HERS

I see you my handsome friend, I see your will, your heart, your loyality. God how I have wondered how it would feel to have you make love with me. I have wondered but I know we can not. Our timing is terrible, our responsibilities tear at us. You are always there when I need you. You listen to me when I always needed an ear, you never ask more of me than you are willing to give. I don't know when I first noticed it. Perhaps it was midway through my last relationship, and though it is over I never had the courage to tell you.

We would hang out and watch a movie, or dinner, just the two of us. I enjoyed those times so much. I enjoy when you touch me, making me feel beautiful. You give me attention when we are together, even when do not speak. You are like this knight who tries to protect and safeguard me and though I am independantly headstrong I truely enjoy it.

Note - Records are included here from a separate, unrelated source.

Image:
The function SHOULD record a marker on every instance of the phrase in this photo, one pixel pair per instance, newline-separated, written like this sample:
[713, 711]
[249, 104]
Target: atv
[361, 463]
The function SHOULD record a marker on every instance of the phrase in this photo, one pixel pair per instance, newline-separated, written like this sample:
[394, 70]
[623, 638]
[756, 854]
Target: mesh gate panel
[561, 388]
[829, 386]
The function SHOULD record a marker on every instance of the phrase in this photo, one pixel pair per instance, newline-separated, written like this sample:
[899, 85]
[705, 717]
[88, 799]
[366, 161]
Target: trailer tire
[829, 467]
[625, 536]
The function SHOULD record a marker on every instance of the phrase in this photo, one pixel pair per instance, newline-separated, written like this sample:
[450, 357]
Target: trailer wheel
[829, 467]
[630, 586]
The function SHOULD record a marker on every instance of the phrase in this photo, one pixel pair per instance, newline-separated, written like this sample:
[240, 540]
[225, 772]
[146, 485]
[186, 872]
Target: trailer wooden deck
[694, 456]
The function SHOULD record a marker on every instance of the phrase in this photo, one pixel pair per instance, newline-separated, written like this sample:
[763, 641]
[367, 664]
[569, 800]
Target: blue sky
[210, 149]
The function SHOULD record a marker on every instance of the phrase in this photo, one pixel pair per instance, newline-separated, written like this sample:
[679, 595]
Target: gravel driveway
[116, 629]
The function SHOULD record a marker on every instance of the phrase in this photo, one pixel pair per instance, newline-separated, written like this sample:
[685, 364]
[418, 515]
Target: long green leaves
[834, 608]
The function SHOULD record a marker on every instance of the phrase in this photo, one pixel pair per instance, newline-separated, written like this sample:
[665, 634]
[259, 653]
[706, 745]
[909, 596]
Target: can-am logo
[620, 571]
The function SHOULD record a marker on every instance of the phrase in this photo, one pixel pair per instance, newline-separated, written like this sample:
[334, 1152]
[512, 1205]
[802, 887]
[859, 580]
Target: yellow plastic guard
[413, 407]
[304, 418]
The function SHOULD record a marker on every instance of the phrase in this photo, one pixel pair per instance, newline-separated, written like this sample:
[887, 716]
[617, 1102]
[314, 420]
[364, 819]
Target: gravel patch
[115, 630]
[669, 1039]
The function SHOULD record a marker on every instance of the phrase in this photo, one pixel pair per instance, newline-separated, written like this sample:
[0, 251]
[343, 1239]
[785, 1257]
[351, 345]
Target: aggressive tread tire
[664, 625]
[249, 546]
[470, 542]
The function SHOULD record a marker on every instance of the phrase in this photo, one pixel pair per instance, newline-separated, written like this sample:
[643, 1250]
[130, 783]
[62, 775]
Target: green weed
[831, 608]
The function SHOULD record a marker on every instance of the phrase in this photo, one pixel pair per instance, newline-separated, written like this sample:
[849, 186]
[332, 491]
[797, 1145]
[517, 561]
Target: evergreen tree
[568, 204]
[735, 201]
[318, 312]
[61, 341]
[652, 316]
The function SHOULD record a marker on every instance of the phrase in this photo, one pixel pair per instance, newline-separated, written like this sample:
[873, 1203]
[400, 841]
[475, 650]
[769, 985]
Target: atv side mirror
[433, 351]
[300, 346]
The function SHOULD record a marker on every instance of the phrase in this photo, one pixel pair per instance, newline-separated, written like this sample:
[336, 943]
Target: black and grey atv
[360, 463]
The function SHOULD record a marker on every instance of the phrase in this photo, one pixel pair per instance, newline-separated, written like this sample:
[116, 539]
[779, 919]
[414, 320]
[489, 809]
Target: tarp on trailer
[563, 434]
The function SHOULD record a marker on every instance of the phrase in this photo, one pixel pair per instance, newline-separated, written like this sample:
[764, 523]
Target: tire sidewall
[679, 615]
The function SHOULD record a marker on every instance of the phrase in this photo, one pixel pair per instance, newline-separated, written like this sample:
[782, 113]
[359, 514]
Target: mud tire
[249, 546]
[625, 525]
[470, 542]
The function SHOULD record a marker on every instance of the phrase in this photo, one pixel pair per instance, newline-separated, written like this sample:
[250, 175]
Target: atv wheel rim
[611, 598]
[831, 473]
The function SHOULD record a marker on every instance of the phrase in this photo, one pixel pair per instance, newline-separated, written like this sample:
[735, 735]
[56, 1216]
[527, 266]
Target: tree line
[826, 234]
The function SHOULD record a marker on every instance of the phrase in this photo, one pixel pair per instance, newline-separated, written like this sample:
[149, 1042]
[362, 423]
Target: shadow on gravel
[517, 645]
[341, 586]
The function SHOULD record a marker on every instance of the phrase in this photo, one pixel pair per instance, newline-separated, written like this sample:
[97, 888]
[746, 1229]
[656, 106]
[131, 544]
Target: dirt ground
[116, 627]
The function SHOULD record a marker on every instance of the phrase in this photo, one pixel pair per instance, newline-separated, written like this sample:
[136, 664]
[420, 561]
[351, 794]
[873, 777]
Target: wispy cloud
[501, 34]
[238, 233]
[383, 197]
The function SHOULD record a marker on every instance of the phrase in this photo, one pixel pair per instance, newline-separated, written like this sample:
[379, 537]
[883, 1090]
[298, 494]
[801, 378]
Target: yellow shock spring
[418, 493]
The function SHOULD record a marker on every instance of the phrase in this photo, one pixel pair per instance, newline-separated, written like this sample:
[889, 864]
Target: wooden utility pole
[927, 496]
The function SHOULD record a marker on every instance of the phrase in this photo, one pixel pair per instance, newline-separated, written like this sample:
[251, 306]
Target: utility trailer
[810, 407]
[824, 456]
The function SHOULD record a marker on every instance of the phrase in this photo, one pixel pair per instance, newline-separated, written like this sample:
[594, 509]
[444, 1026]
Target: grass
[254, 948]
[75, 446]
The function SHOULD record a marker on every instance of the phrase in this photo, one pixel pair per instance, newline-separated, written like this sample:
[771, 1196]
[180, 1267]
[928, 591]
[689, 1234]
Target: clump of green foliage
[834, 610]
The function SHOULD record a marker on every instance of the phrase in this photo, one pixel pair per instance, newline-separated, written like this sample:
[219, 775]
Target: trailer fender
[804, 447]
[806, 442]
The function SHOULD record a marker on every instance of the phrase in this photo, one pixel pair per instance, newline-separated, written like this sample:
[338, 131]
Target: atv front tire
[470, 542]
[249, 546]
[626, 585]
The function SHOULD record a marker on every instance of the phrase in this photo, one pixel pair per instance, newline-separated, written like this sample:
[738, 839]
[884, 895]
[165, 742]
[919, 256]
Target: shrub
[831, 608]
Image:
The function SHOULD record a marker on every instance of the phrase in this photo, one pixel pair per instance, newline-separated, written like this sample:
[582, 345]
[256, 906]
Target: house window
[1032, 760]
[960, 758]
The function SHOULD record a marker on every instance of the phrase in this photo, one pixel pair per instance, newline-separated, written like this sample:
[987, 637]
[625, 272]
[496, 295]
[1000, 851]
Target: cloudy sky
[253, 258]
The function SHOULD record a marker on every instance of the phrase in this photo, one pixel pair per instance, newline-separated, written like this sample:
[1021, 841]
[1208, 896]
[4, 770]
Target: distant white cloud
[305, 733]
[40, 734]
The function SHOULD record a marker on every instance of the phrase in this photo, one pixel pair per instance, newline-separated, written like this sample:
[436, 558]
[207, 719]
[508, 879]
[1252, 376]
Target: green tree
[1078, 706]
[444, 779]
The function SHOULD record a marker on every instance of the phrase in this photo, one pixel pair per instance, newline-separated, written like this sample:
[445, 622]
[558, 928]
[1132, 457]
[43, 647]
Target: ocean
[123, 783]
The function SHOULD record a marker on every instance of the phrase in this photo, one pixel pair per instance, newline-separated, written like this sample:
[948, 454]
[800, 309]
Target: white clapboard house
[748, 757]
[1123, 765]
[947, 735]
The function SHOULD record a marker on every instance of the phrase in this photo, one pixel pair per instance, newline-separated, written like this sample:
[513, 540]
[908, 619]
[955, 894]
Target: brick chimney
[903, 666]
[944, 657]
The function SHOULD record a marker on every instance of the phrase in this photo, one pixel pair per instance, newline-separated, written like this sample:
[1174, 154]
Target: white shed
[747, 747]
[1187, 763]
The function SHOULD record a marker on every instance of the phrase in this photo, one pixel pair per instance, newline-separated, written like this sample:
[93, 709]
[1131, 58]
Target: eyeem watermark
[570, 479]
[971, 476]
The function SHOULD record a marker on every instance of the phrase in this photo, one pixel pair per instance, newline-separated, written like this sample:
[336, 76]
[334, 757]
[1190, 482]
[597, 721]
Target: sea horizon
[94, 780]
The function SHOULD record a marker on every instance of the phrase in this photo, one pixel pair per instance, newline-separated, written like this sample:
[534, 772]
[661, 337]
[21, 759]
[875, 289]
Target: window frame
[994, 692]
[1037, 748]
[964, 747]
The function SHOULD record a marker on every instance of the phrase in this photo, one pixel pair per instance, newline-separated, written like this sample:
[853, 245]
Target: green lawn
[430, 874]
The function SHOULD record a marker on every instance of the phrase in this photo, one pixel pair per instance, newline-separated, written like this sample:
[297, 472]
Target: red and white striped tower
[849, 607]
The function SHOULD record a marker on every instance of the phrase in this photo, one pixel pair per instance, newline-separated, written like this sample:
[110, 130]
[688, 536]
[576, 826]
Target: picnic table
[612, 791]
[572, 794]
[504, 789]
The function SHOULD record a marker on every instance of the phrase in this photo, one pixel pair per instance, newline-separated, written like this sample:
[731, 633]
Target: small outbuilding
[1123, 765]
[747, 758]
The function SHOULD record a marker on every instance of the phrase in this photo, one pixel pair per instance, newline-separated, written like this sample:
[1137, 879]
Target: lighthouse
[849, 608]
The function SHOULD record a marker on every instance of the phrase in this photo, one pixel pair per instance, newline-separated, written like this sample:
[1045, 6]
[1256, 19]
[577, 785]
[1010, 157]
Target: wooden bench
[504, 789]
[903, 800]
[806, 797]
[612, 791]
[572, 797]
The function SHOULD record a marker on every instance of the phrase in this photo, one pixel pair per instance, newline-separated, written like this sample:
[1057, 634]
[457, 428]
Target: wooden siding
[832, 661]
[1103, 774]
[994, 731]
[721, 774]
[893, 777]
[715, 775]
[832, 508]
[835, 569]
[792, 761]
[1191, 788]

I am confussed by your comments most of the time as well as our closeness. My heart sings to the heavens when you are close and I have to hide it because I feel that you do not see me in that light. You call me goddess and princess, hun, and more yet I do not know your heart. It scares me. What if we did feel the same and something happened? Could we still have our friendship that I cherish so much?

You make me feel beautiful always my dear warrior, my friend, my soulmate....did I say that. I am must be a fool. That is why I have to find another because I know you could not feel the same. I have heard you say as much to a friend, and it hurt me. You make my heart sing and break at teh same time. I wish I could say how I feel for you but I can't. Forgive me my friend.